Nous voici donc en 2019. Il fait beau, l’hiver n’a pas eu lieu, le printemps à un gout de chips au vinaigre trempées dans de l’eau bénite et Orchestra Of Constant Distress, décidemment très prolifique, récidive à nouveau avec Cognitive Dissonance, encore et toujours chez Riot Season. Cette fois le son est carrément énorme. Mais quelque chose a également bougé dans les fondations profondes de la cathédrale suédoise. Comme une ouverture, toute petite il est vrai, une ouverture évidemment en forme de meurtrière et palpable dès Discomfort avec cette guitare qui jouerait presque les amuse-gueules, une guitare dont le son et les motifs ne sont pas sans rappeler certaines fulgurances des Skull Defekts. Du coup le côté répétitif, s’il est encore bel et bien là, devient nettement plus supportable et l’auditeur (moi) est moins violement pris de cette irrépressible envie misanthropique de destruction totale et définitive de la civilisation humaine. Il faut attendre les douze fatidiques minutes de Pride pour retrouver la douleur familière de la fraiseuse électrique attaquant de l’intérieur les boites crâniennes et cette impression d’être confronté à ce qui musicalement se rapprocherait le plus d’une céphalée écrasante et brûlante comme un brasier apocalyptique. Ces types sont des génies du mal. Ou pas loin.

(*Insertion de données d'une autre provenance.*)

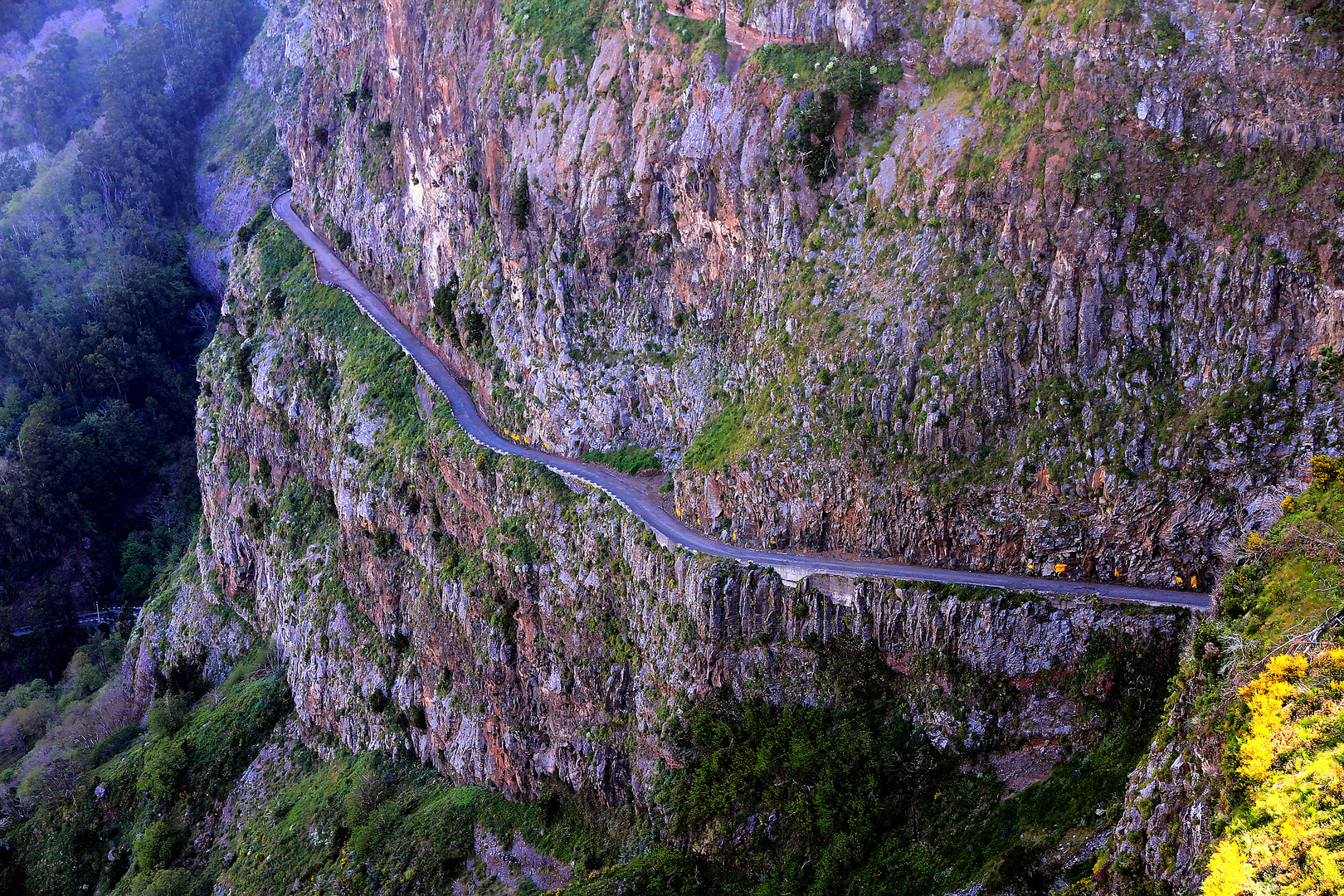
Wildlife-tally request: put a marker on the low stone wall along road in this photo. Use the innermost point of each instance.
(668, 529)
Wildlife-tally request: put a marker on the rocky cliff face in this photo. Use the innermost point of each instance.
(431, 597)
(969, 284)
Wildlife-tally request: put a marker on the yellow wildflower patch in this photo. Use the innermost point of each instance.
(1283, 837)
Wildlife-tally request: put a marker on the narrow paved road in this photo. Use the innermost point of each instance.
(670, 531)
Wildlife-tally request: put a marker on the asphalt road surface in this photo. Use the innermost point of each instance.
(671, 533)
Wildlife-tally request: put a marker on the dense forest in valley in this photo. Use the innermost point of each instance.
(100, 321)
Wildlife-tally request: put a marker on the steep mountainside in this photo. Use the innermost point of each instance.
(1032, 288)
(969, 284)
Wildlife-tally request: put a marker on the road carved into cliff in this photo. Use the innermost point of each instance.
(668, 529)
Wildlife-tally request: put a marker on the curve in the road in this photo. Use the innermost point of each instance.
(670, 531)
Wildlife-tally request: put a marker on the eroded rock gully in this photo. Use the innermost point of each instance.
(1059, 304)
(429, 597)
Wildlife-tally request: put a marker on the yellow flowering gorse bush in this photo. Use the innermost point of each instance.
(1288, 835)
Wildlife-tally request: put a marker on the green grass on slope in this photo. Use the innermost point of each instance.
(368, 353)
(628, 458)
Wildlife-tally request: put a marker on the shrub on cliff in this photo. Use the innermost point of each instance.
(811, 134)
(164, 768)
(155, 846)
(522, 203)
(444, 301)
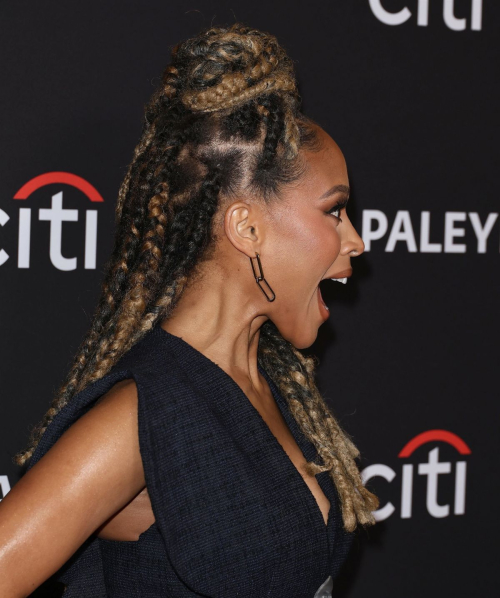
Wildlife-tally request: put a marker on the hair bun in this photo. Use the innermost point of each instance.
(225, 67)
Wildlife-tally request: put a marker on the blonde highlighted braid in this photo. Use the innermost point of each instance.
(225, 118)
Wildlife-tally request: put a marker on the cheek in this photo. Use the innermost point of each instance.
(306, 248)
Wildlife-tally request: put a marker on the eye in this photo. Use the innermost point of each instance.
(337, 208)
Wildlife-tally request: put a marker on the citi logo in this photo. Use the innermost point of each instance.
(431, 469)
(56, 215)
(450, 231)
(451, 21)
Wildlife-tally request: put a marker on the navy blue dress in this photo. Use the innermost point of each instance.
(233, 516)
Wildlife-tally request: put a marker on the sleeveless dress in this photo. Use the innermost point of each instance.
(233, 516)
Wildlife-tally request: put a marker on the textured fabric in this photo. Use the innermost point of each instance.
(233, 515)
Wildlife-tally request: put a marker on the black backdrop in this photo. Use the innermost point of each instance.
(410, 350)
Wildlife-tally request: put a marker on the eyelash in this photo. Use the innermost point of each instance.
(337, 207)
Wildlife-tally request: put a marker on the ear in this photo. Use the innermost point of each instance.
(243, 226)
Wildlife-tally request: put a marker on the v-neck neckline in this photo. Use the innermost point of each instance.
(307, 448)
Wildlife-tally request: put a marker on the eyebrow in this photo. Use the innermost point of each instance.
(336, 189)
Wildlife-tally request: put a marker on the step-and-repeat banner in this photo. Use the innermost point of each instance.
(409, 356)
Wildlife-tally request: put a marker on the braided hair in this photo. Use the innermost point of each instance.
(225, 117)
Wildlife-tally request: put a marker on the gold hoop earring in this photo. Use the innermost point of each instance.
(260, 277)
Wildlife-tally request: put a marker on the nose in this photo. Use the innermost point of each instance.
(351, 243)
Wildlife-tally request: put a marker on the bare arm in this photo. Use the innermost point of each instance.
(90, 473)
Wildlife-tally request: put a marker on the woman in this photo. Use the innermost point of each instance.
(189, 452)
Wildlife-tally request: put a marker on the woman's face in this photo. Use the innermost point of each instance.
(309, 240)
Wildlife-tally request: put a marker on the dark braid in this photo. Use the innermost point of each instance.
(225, 119)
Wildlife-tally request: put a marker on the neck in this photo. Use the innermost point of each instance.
(221, 319)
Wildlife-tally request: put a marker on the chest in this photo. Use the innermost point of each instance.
(228, 493)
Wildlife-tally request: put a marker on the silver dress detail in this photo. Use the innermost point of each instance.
(325, 589)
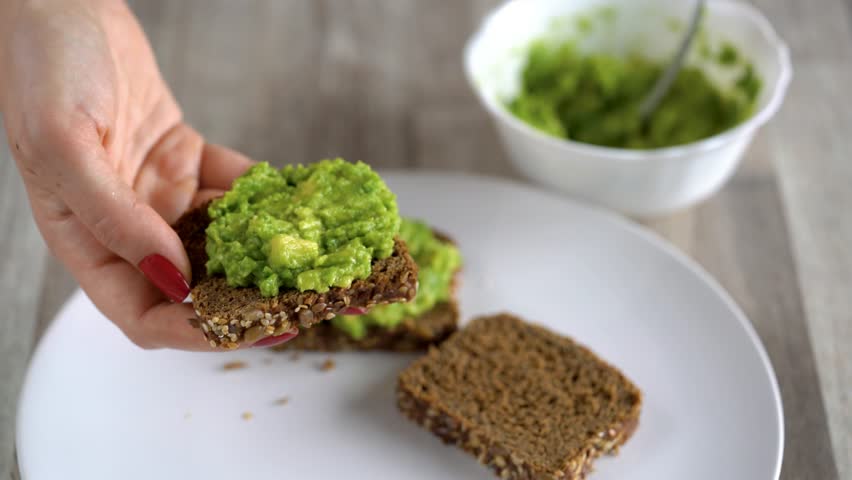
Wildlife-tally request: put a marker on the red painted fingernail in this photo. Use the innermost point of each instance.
(270, 341)
(165, 276)
(353, 311)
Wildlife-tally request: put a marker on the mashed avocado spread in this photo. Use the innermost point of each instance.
(305, 227)
(438, 260)
(595, 98)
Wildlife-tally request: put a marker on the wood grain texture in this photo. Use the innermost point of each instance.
(22, 254)
(811, 152)
(381, 80)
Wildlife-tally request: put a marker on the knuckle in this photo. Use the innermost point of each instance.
(109, 231)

La deuxième face de Cognitive Dissonance confirme malgré tout qu’Orchestra Of Constant Distress a définitivement affiné son propos. Hope serait presque groovy (au moins pour les gens qui ne savent pas danser ou alors uniquement après avoir pris de la drogue), Guilt Hopelessness donne envie d’entendre un peu de chant merdique (genre des mots dégueulasses hurlés sur un mode détaché) et Guilt qui arrive en clôture du disque possède tout du hit single pour un disque qui ressemble malgré tout à un champ de ruines. Le pire étant que les zigouigouis bruitistes font plus mal que jamais tout en devenant indispensables – l’addiction au désespoir ? Voilà. Je n’ai rien de plus à dire sur Cognitive Dissonance si ce n’est que son titre prête à sourire – « Dissonance cognitive »… non mais franchement… – mais venant d’un groupe dont le nom ressemble plus à celui d’une formation de post rock romantico-théâtral option mèche dans les cheveux qu’à celui d’une bande de terroristes adeptes du (saint) supplice par le feu, je ne m’étonnerai de rien. Et je me réjouis de la capacité d’Orchestra Of Constant Distress à élargir son propos sans renoncer à quoi que ce soit de sa perversité. Peut-être devrais-je parler de distillation et de filtrage car avec ce groupe chaque détail compte, du moindre roulement de tom à chaque grésillement électronique en passant par les grincements de guitare et la mise en place est d’autant plus bluffante qu’elle est transparente – on ne la détecte pas. Une musique aussi cérébrale et aussi jusqu’au-boutiste que celle-ci est une véritable rareté. Et un vrai plaisir. Primal et ensorcelant.